Every writer longs for it: that time that words seemingly effortless find their way from your head to your manuscript and your fingers become instruments creating works of art. It’s the time that sentences build themselves, that the plot moves forward at just the right pace: slow where it needs to ease the reader into your story, fast where it needs the reader to hold his breath and run along with the protagonist through hot and dry deserts and under ominously thundering skies.

A writer's residence under construction

Yes, every writer longs for the FLOW.

I long for that flow, too. Sometimes it’s music that gets me right there. A great song or an album on repeat – Levon Helm’s ‘Ophelia’, Eddie Vedder’s ‘Guaranteed’ or an album like Anouar Brahem’s Le Pas Du Chat Noir – are proven flow finders for me.
An absolute flow chase-off, however, is disturbance, disturbance of any kind and disturbance from builders in particular.
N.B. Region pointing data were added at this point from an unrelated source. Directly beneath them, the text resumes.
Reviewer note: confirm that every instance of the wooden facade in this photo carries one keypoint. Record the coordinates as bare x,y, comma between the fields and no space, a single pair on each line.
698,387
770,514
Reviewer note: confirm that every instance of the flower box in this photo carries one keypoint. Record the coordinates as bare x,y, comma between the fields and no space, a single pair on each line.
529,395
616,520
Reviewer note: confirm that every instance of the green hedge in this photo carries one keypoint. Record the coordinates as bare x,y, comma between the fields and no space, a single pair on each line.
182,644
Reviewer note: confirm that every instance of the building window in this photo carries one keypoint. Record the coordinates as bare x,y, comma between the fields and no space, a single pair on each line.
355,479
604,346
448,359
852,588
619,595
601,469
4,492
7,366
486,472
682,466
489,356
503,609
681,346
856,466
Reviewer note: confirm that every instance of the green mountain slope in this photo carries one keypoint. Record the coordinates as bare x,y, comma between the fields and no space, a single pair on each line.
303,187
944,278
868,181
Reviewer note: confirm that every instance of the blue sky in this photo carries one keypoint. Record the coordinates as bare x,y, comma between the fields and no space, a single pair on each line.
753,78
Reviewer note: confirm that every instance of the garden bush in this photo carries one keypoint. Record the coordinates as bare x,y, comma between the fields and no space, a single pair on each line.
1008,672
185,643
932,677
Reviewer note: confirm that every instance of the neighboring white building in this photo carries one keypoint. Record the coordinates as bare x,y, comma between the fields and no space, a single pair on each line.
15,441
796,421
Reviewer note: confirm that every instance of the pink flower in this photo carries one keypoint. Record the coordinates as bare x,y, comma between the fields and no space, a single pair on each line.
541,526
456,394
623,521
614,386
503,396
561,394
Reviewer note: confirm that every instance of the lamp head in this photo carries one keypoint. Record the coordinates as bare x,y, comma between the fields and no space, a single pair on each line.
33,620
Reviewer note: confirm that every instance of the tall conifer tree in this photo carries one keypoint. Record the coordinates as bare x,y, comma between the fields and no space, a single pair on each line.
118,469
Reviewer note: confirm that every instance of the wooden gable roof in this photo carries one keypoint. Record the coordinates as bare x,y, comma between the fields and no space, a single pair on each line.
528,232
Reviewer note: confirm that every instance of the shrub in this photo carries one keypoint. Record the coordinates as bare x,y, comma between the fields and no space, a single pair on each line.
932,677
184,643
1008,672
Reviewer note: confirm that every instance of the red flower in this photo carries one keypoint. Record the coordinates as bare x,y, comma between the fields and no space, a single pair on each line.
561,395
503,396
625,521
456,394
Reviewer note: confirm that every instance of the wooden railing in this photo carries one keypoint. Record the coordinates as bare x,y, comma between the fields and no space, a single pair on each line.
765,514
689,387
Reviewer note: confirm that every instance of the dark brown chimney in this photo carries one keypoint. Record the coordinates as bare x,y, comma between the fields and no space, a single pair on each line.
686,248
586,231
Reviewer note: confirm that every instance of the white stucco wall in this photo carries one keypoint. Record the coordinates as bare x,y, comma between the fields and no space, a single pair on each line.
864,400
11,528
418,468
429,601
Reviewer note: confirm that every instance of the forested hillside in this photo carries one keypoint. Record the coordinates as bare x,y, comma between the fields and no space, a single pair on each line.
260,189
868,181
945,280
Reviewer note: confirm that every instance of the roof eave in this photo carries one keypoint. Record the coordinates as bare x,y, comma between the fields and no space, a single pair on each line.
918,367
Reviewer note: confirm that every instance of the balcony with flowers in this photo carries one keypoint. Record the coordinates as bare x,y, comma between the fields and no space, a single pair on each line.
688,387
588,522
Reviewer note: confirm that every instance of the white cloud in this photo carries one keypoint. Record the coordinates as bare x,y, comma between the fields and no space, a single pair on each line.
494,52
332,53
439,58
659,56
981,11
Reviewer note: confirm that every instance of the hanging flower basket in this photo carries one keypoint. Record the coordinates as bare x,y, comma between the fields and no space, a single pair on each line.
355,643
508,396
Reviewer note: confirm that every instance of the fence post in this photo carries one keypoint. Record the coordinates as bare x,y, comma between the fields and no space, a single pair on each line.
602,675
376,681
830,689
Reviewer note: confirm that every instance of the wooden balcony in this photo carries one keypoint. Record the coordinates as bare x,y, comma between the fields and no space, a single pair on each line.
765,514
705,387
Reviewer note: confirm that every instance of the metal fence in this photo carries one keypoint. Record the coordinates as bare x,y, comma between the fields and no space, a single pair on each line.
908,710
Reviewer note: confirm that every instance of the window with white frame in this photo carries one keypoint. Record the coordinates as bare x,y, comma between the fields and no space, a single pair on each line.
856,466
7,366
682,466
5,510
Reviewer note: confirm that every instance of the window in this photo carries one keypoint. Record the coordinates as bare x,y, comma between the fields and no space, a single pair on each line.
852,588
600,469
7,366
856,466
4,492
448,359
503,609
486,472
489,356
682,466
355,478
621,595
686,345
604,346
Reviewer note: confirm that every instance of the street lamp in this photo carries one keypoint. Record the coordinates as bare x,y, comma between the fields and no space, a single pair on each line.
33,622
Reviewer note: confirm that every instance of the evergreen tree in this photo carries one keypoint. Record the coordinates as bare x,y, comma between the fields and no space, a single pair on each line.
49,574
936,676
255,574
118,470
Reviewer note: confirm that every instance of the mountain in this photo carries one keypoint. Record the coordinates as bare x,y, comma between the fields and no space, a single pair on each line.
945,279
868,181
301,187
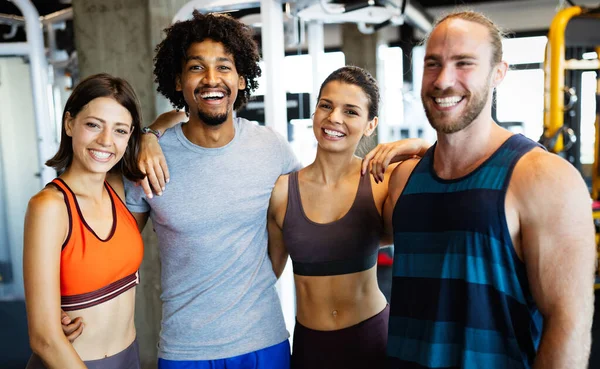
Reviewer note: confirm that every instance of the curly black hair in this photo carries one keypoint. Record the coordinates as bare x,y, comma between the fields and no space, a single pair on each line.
235,36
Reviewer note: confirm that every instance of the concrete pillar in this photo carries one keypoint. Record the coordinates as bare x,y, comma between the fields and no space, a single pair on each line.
361,50
119,37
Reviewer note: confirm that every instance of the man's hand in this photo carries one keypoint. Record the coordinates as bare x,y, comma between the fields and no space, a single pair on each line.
385,154
71,328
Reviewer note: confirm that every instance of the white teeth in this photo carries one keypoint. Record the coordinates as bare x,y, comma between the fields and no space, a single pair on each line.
333,133
446,102
207,95
100,155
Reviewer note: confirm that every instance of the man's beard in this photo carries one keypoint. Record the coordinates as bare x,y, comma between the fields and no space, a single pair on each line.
212,120
474,107
216,119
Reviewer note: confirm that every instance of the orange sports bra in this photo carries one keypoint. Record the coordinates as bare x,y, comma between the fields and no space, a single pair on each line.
93,270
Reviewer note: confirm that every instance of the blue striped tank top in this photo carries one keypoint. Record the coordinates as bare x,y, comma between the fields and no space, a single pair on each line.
460,295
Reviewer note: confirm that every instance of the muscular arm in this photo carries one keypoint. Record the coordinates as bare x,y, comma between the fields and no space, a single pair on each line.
557,244
397,181
141,219
41,268
275,215
151,159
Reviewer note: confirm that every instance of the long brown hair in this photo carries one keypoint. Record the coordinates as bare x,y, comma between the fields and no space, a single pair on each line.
102,85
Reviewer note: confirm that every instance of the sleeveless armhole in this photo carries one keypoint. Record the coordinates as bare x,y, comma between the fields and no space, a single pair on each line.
116,196
66,200
409,178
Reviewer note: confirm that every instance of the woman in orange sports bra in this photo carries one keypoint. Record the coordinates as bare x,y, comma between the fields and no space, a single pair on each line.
82,247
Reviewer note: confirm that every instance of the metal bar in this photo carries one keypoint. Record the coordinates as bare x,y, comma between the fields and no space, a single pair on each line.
595,166
556,37
271,14
316,47
14,48
39,80
575,64
56,17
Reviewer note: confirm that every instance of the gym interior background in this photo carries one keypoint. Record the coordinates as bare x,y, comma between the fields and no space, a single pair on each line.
82,37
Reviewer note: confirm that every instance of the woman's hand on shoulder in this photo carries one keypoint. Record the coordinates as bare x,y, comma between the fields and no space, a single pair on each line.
377,160
153,164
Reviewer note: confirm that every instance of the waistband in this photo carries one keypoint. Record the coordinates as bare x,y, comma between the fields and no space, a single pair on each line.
376,319
129,358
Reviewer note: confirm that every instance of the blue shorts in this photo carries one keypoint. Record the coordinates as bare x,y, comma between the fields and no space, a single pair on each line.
273,357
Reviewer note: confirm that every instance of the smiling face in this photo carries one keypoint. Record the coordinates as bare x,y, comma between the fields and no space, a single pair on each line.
100,133
342,117
210,82
458,79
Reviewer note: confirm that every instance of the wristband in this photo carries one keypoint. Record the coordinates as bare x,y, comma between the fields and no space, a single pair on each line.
153,131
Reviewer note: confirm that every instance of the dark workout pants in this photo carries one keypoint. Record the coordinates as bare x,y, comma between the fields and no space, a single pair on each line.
361,346
126,359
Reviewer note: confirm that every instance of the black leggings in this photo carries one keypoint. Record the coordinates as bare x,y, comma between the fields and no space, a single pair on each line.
360,346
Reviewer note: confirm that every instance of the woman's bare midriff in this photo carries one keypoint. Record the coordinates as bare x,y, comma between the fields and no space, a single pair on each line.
336,302
109,327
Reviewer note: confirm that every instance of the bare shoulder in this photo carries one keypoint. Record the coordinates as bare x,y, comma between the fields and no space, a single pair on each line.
115,180
47,215
399,177
280,191
542,174
402,172
48,202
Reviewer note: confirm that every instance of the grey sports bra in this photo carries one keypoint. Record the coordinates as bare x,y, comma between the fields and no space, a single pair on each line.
347,245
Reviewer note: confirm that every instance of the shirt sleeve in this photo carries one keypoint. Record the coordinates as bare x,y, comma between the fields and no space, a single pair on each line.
289,160
135,198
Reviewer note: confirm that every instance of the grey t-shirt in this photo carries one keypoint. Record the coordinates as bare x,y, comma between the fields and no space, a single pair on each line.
218,286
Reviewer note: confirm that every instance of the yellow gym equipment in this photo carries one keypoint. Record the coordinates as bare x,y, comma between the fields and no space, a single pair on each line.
572,27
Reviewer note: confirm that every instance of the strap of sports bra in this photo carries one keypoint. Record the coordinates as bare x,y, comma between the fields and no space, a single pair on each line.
69,203
293,206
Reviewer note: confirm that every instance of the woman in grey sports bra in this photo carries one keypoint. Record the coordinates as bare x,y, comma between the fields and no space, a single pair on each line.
328,218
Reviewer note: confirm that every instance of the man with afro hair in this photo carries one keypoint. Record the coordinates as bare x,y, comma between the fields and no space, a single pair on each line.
220,305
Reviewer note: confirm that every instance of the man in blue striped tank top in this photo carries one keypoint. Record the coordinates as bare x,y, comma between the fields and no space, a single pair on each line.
494,240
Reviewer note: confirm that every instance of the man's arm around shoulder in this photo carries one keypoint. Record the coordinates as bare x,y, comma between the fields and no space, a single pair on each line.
557,243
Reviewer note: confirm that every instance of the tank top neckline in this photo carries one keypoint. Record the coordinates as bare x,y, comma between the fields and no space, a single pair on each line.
112,203
471,173
301,207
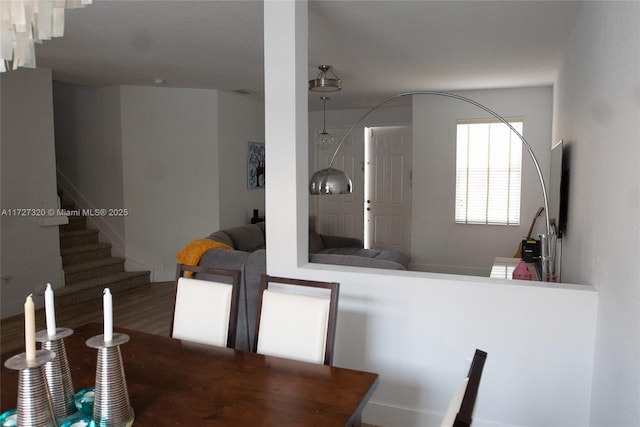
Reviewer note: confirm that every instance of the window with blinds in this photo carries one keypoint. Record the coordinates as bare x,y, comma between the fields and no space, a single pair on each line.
488,172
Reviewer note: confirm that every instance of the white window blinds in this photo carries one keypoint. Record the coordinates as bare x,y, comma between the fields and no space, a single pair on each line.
488,172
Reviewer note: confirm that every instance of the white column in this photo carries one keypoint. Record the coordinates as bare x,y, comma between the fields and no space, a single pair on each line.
286,133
That’s why I kept postponing an already long overdue renovation of my writer’s residence for ages and ages, until I couldn’t anymore and had to set out to find a contractor.

Flow Tools

I found the perfect one and it’s the name that gave it away: Flow Works.
Could it be a coincidence?
I didn’t think so and after some good talks I hired them. I took up my desk and my computer, crammed it in my living room upstairs and locked the doors. The builders started a mere two weeks ago. They work like dogs, coming in at 7.30 am, leaving at 7 pm, six days a week.
But, boy, are they flow finders!
Their continuous breaking and hammering and sawing oozes an energy I have never experienced before. They get me in a flow and they do it good! I write about 3,000 to 4,000 words a day. My new YA novel is moving on like crazy and it wouldn’t surprise me if I’d beat those hard-working boys to it and finish my novel before they finish the renovation of my writer’s residence (yeah, I like winning, too ;-)).